Alguna vez admitió Alban Berg: “Al componer, parto de Beethoven y enseguida comprendo que no paso de Bizet”. De pronto, estas palabras se nos aparecen como un ancho gesto de humildad: Berg apunta alto pero dispara bajo y lo reconoce en público. Enseguida surge una duda: ¿por qué es menos Bizet que Beethoven? Ciertamente, el francés no ha sido capaz de componer, por ejemplo, la séptima sinfonía del alemán pero éste tampoco ha sido capaz de hacer una ópera como Carmen. Con lo que nos metemos en la salvaje selva de los palmarés históricos y en el laberinto, oscuro como ninguno, de los gustos, siempre personales porque cada uno de nosotros gusta o se disgusta con su propio cuerpo, que más personal no puede ser. Entonces ¿damos al niño Bach 10 puntos y al niño Haydn sólo 9,50? Peor lo voy a poner: Dante es un poeta considerable pero no tuvo el Premio Nobel. Nos reducimos al absurdo, cambiemos de acera.
Prefiero pensar en algo más general que la personalísima opción de Berg. Si uno de los renovadores más radicales de la música en el siglo XX admite que empieza a trabajar a partir de una referencia histórica y no, por ejemplo, de un maestro contemporáneo como el suyo, Schönberg, entonces estamos ante el fenómeno dialéctico que constituye la relación del presente con el pasado. Porque si para Berg, Beethoven es una referencia y no Mahler o Richard Strauss, que lo preceden un tanto y a los que podría pensar en “superar”, entonces es que Beethoven no está en un pasado con fecha de caducidad sino en un presente continuo, en una intermitencia.
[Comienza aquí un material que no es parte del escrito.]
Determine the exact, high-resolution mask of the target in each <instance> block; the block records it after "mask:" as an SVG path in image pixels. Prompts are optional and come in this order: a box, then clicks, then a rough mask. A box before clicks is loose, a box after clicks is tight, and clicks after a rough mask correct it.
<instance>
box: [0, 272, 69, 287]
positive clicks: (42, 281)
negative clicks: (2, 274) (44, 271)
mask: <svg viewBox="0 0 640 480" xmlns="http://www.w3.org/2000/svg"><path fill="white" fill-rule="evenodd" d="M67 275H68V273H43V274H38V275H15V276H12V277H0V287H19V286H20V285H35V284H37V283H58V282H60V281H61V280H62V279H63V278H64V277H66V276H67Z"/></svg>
Otro personaje eminente de la época, Stravinski, proclamó en algún momento el retorno a Bach. Con esto, al ponerse bachiano en la década de 1920, lo que don Igor dice es que Bach no estaba en el pasado y que nos vamos hacia atrás en el calendario y nos ponemos peluca y tacón para emparejarnos con él. Más bien dice lo contrario: que Bach siempre estuvo aquí, con nosotros, disponible, al alcance de la mano. No quiero repetir el tópico de que todo arte es la historia del arte sino apuntar con cuidado a los intentos de demolición que fueron tan característicos del siglo XX. Cualquier día, ordenando cajones del escritorio, aparece la foto del bisabuelo, que resulta igualito a mi primo Raimundo, quien acaba de entrar para echar la partida del mus y me está asustando porque parece un resucitado.